Saturday, July 07, 2007

Building company constructs dodgy artifice

This brilliant example of an Argument by Artifice involves a company that made a labourer a director to avoid complying with a union workplace agreement:

Gary Forsyth was employed as a labourer by the company... Mr Forsyth told the Industrial Relations Commission the company's managing director, Robin Hancock, had met him and said he wanted to appoint him as a company director.

...Mr Forsyth said he had told Mr Hancock he would leave his then job if the company could match his $23.31 hourly rate of pay. According to Mr Forsyth, Mr Hancock said the company could match the rate, but told him the managing director "was not really union, and that he put everyone on as a director to get around the union and the enterprise agreement".

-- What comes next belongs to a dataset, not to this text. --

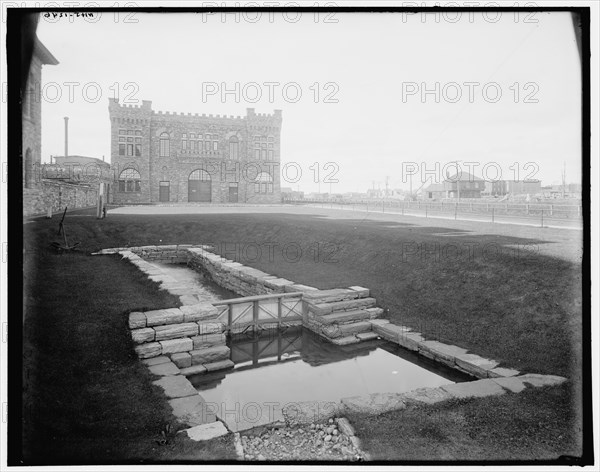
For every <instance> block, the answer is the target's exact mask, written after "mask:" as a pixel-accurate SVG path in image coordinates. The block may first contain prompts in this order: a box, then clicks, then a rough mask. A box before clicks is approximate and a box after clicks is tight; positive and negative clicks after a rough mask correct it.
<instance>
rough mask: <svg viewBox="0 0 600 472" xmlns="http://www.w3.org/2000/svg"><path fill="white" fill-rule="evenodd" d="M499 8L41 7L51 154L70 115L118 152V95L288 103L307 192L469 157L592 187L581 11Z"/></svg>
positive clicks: (450, 166) (214, 107)
mask: <svg viewBox="0 0 600 472" xmlns="http://www.w3.org/2000/svg"><path fill="white" fill-rule="evenodd" d="M496 14H497V13H496ZM496 14H494V13H491V12H490V13H488V14H487V16H484V15H482V14H481V13H470V14H469V13H466V12H464V13H462V15H461V16H460V17H457V16H456V14H450V13H448V14H447V15H446V16H441V15H439V14H438V15H436V14H432V13H431V14H422V13H419V14H415V15H407V14H402V13H341V12H337V13H335V14H334V15H331V16H329V17H327V16H326V15H325V14H324V13H321V14H319V15H318V16H315V14H313V13H308V12H304V13H302V14H301V15H300V16H294V14H292V13H289V14H288V15H287V16H284V15H283V14H282V13H281V12H275V13H266V12H263V13H262V14H261V15H260V17H258V16H257V14H256V13H254V14H251V13H249V12H247V13H246V14H245V15H238V16H236V15H234V14H228V15H225V16H223V15H221V14H220V13H217V14H211V15H202V14H199V13H197V14H193V13H187V14H182V13H166V14H165V13H162V14H146V13H140V12H136V13H135V14H134V15H129V16H127V15H126V14H125V13H123V12H120V13H119V14H113V13H108V12H105V13H103V14H102V15H101V16H100V17H99V18H98V17H97V18H94V19H90V18H88V19H85V18H72V17H71V18H54V19H52V18H43V17H42V18H40V23H39V26H38V37H39V38H40V40H41V41H42V42H43V43H44V44H45V45H46V47H47V48H48V49H49V50H50V51H51V52H52V54H53V55H54V56H55V57H56V58H57V59H58V61H59V64H58V65H56V66H44V71H43V79H42V80H43V85H42V98H43V103H42V116H43V118H42V161H43V162H49V159H50V155H62V154H63V153H64V120H63V117H64V116H68V117H69V154H71V155H73V154H78V155H85V156H92V157H98V158H102V157H103V156H104V158H105V159H106V160H107V161H110V122H109V115H108V99H109V97H114V96H115V95H118V98H119V100H120V102H121V103H123V102H125V103H130V104H134V105H135V104H137V105H139V104H141V101H142V100H151V101H152V107H153V109H154V110H162V111H170V112H177V113H179V112H185V113H188V112H189V113H206V114H226V115H236V116H237V115H242V116H243V115H245V113H246V108H255V109H256V112H257V113H272V112H273V110H274V109H281V110H282V111H283V125H282V131H281V167H282V183H281V185H282V186H283V187H292V188H294V189H300V190H303V191H305V192H315V191H321V192H328V191H332V192H334V193H342V192H365V191H366V190H367V189H368V188H373V187H375V188H385V186H386V184H387V185H388V186H389V188H401V189H408V188H409V187H410V185H411V183H410V180H411V178H412V186H413V189H417V188H419V187H420V186H422V185H424V184H425V185H426V183H425V182H439V181H442V180H443V179H444V175H446V173H448V172H449V173H450V174H453V173H455V171H456V165H457V164H456V162H458V166H460V167H459V168H460V170H461V171H462V172H470V173H473V174H475V175H476V176H478V177H483V178H487V179H488V180H493V179H498V178H502V179H507V180H509V179H512V180H522V179H523V178H537V179H541V180H542V184H543V185H549V184H552V183H555V184H558V183H561V173H562V172H563V168H566V180H567V182H579V181H580V179H581V165H582V161H581V144H580V143H581V134H580V133H581V120H580V113H581V97H580V94H581V77H580V65H579V55H578V51H577V46H576V41H575V35H574V32H573V26H572V21H571V17H570V15H569V14H567V13H560V12H544V13H535V14H533V15H532V16H530V17H527V16H526V15H525V14H523V13H521V14H519V15H518V16H515V14H513V13H510V12H503V13H502V14H501V15H500V16H499V17H495V16H494V15H496ZM69 84H72V85H69ZM236 84H237V85H236ZM236 87H237V89H236ZM223 90H230V91H233V92H232V93H228V94H222V93H221V92H222V91H223ZM236 90H237V92H236ZM84 91H85V93H84ZM211 92H212V93H211ZM270 92H271V93H270ZM453 162H454V163H453ZM286 163H287V164H288V166H285V164H286ZM452 163H453V164H452ZM284 168H285V169H284ZM298 171H300V174H301V177H300V179H299V180H297V176H298V175H299V174H298ZM411 175H412V177H411Z"/></svg>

He worked for the company for several months before contacting the Construction Forestry Mining and Energy Union about his entitlements. After being sacked in February, Mr Forsyth lodged an application with the commission, claiming that his employment had been terminated unlawfully. But lawyers for the company moved to have the claim thrown out, arguing that Mr Forsyth was a director of the company and not an employee. However, the commission found Mr Forsyth was an employee, was supervised by a leading hand or foreman, was subject to the direction of his supervisor, and was paid a flat hourly rate from which the company deducted tax instalments. The commission said it was not satisfied Mr Forsyth was ever a director of the company, and that he was an employee from last October to February this year.

...up to seven other workers were employed as company directors.

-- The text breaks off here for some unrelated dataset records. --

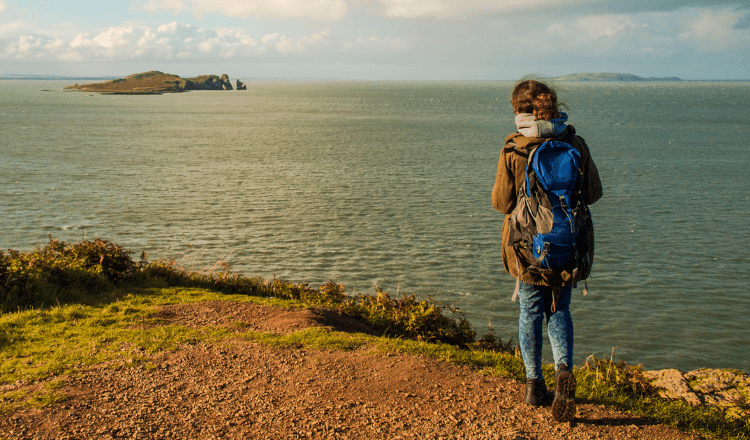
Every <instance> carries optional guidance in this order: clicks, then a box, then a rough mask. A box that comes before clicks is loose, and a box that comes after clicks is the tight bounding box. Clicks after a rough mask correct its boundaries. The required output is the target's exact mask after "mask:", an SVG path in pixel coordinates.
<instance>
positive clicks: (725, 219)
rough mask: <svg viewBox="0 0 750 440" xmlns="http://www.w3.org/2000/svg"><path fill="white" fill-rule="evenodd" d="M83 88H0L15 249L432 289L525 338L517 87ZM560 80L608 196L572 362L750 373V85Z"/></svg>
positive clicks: (345, 282) (489, 325)
mask: <svg viewBox="0 0 750 440" xmlns="http://www.w3.org/2000/svg"><path fill="white" fill-rule="evenodd" d="M73 82H74V81H41V80H2V81H0V249H16V250H31V249H32V248H34V247H38V246H43V245H45V244H46V243H47V242H48V240H49V236H51V237H52V238H55V239H61V240H64V241H68V242H77V241H79V240H81V239H94V238H102V239H105V240H109V241H113V242H115V243H118V244H120V245H121V246H123V247H125V248H126V249H128V250H131V251H133V252H134V255H133V256H134V258H138V256H139V255H140V254H141V252H143V251H145V252H147V253H148V255H149V258H150V259H151V260H155V259H159V258H174V259H176V260H178V261H179V262H180V264H182V265H183V266H185V267H188V268H192V269H194V270H214V269H215V268H216V267H217V263H219V262H221V261H226V262H228V263H229V264H230V265H231V270H233V271H235V272H238V273H241V274H243V275H246V276H249V277H252V276H257V275H259V276H262V277H265V278H271V277H276V278H282V279H285V280H289V281H292V282H296V283H309V284H310V286H312V287H318V286H319V285H321V284H323V283H325V282H326V281H328V280H334V281H336V282H337V283H341V284H344V285H345V289H346V292H347V293H348V294H354V295H356V294H358V293H363V294H373V293H375V291H376V289H382V290H383V291H384V292H386V293H389V294H390V295H391V296H394V297H395V296H399V297H400V296H401V295H412V294H414V295H416V296H417V297H419V298H423V299H427V298H433V299H434V300H436V301H438V302H440V303H441V304H445V305H449V306H452V307H456V308H458V309H460V310H461V311H462V312H463V316H464V317H465V318H466V319H467V320H469V322H471V324H472V326H473V327H474V329H475V330H476V331H477V333H478V334H479V335H481V334H484V333H485V332H487V331H488V330H489V329H490V327H491V328H492V330H493V332H494V334H495V335H496V336H498V337H500V338H501V339H503V340H508V339H511V338H512V339H513V340H514V341H515V340H517V339H518V337H517V331H518V324H517V322H518V303H517V302H513V301H511V296H512V293H513V290H514V286H515V280H514V279H513V278H512V277H511V276H510V275H508V274H507V273H506V272H505V270H504V268H503V263H502V257H501V253H500V240H501V238H500V231H501V225H502V222H503V218H504V215H503V214H501V213H499V212H497V211H495V210H494V209H493V207H492V203H491V200H490V194H491V190H492V186H493V183H494V179H495V173H496V169H497V163H498V158H499V155H500V150H501V148H502V146H503V142H504V139H505V137H506V136H507V135H508V134H510V133H512V132H514V131H515V126H514V123H513V113H512V109H511V106H510V102H509V97H510V93H511V90H512V88H513V82H508V81H498V82H315V81H248V90H246V91H237V90H234V91H193V92H188V93H178V94H165V95H137V96H130V95H128V96H122V95H102V94H92V93H88V92H80V91H66V90H63V88H64V86H66V85H70V84H71V83H73ZM553 85H554V86H556V87H557V89H558V93H559V96H560V99H561V100H562V101H563V102H565V103H566V104H567V111H568V114H569V116H570V119H569V123H570V124H571V125H573V126H574V127H575V128H576V130H577V132H578V134H579V135H581V136H582V137H583V138H584V139H585V140H586V141H587V143H588V145H589V147H590V149H591V154H592V157H593V159H594V161H595V163H596V165H597V167H598V169H599V173H600V176H601V180H602V183H603V187H604V196H603V198H602V199H601V200H600V201H599V202H597V203H596V204H594V205H592V206H591V210H592V213H593V217H594V224H595V230H596V255H595V259H594V268H593V271H592V274H591V278H590V279H589V280H588V283H587V284H588V294H587V295H585V296H584V295H583V294H582V290H583V289H582V287H583V286H582V285H579V286H578V288H577V289H575V290H574V293H573V301H572V305H571V310H572V315H573V321H574V325H575V357H574V363H575V364H576V365H582V364H583V363H585V362H586V359H587V358H588V357H589V356H591V355H593V356H596V357H599V358H608V359H609V358H612V359H613V360H615V361H618V360H623V361H625V362H627V363H628V364H641V365H643V367H644V368H646V369H662V368H677V369H680V370H682V371H689V370H693V369H697V368H702V367H707V368H737V369H741V370H744V371H746V372H750V350H748V349H747V347H748V346H750V330H749V329H748V326H749V325H748V323H749V322H750V292H748V288H749V287H750V227H749V226H748V223H749V220H748V218H749V217H750V171H749V170H750V142H749V139H750V82H693V81H682V82H559V83H553ZM456 316H459V315H456ZM544 357H545V361H548V362H551V361H552V355H551V351H550V350H549V343H548V341H547V340H545V351H544Z"/></svg>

The reasoning used in an Argument by Artifice may be specious, tendentious, flawed in logic and unjust in effect; the end goal is all that drives the argument. In this case the mendacious company (and their devious lawyers) attempted to use a self serving obfuscation to achieve their goal. In order to do this they have put forward an obviously contrived and unfounded assertion, that a labourer was actually a company director. Any fair-minded and objective observer would perceive this as artificially constructed. It's a good thing the Industrial Relations Commission seems to be one such observer.